Key Takeaway – MCP turns the tool ecosystem into a plug‑and‑play marketplace. Any MCP‑compatible server—whether AWS documentation, CDK best practices, databases, or APIs—becomes a tool your agent can use without any glue code. You can combine multiple servers in a single agent call.

Step 5: Advanced Response Processing, Streaming and Callbacks

Real applications don’t just call an agent and wait. They stream tokens, render partial results, pipe events to dashboards, and serve responses over HTTP. This step demonstrates two patterns for achieving that.

Method 1 — Async Iterators (stream_async)

Ideal for async frameworks like FastAPI. Iterate over agent events as they arrive:

async for event in agent.stream_async("Calculate 2+2"):
    if "data" in event:
        print(event["data"])
    if "current_tool_use" in event:
        print(f"Tool: {event['current_tool_use']['name']}")

Events carry structured lifecycle signals: init_event_loop, start_event_loop, message, current_tool_use, data, force_stop, and result.

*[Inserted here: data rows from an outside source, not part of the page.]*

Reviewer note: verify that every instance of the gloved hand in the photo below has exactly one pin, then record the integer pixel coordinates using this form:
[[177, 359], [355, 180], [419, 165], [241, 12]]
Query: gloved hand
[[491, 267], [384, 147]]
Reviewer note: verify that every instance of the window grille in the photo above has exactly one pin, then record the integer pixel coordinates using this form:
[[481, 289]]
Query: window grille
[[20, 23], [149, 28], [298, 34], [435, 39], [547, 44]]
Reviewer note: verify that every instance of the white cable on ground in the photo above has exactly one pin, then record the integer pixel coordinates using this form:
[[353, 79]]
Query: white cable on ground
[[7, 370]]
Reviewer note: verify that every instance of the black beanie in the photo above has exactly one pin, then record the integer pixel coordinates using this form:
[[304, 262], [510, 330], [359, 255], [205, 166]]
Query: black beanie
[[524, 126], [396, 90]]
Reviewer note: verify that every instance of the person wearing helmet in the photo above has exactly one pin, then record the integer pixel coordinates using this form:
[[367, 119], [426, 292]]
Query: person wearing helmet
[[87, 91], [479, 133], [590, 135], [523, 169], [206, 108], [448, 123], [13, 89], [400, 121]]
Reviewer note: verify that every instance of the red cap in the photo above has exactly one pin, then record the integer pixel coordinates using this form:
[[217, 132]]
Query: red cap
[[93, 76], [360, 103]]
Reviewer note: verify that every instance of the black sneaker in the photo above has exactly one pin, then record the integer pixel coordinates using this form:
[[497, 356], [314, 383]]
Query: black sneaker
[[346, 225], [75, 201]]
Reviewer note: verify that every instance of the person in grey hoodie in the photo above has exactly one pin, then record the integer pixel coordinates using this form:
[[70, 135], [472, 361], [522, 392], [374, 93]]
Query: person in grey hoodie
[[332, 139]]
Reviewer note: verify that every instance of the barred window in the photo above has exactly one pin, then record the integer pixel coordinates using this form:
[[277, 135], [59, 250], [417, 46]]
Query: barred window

This gives you fine‑grained control to build streaming UIs, progress indicators, or custom logging.

Async streaming diagram

Method 2 — Callback Handlers

For synchronous contexts, pass a callback_handler function to the agent. It fires on every event, letting you intercept model output and tool calls in real time without restructuring your code around async.

Callback handler diagram

Key Takeaway

  • stream_async paired with FastAPI is the production pattern for streaming agent APIs.
  • Callback handlers are the lightweight alternative for scripts, CLIs, or any synchronous environment.

Both approaches give you visibility into every step of the agent’s reasoning and tool usage.